The Check property 'Text on page' identifies pages that contain or do not contain specified text. Please keep in mind that this property cannot be combined with any other object properties.
Text search using the Check property 'Text on page' works on the basis of the pdfToolbox Action --extracttext, which extracts text from a PDF file.
- Matching criteria: Text can be searched based on different search criterion from the drop down, some examples below:
- begins with
- contains text with Regex
- ends with
- equal to
- matches with Regex
- Text to search: Based on the 'Matching criteria', text to be searched is to be entered (Regex in the screenshot below)

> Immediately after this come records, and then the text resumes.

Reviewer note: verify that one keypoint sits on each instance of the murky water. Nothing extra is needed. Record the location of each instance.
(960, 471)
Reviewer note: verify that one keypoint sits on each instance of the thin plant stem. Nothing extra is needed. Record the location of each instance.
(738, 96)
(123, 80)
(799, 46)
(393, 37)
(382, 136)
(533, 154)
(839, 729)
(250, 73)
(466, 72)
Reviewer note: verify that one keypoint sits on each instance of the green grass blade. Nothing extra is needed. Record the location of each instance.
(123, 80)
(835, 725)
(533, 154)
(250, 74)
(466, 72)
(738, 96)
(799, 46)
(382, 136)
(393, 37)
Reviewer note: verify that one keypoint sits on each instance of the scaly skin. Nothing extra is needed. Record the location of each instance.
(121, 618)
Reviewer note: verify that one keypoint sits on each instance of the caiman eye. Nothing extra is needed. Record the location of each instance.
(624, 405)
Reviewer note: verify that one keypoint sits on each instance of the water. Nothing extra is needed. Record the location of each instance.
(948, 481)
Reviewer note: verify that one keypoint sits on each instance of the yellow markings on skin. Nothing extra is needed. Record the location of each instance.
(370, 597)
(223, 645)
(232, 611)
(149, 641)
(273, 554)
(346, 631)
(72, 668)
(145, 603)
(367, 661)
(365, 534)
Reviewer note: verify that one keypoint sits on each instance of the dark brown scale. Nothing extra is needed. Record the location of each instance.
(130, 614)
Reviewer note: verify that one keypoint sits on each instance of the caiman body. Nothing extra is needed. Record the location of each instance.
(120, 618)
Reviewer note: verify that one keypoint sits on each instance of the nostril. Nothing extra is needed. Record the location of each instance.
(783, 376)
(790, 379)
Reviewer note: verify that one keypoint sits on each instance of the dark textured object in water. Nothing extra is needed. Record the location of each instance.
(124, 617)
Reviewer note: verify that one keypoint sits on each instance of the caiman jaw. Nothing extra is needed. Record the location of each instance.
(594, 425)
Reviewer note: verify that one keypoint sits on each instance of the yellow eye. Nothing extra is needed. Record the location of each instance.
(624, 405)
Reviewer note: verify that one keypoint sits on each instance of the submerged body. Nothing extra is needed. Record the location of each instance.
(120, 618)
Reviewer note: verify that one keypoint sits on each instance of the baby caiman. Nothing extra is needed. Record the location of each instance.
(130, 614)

- Search in custom area: Defines the position where text has to be searched. Important to note:
- If you want to search on the whole page, "Search in custom area" must be deactivated)
- Positive and negative numbers are allowed
- If a 0 (zero) is entered in "Width" or "Height", this is interpreted as "no value" and the orginal width and height of the pagebox remains
- Units: Defines the 'unit' of the custom page dimensions in
Careful consideration has to be made while opting from different operators which are used for different use cases. For example:
For the search word 'Black' on a PDF, a regex 'Ba*' and operator:
- 'Contains text with Regex': will give a hit (The word Black contains B followed by zero or more a's)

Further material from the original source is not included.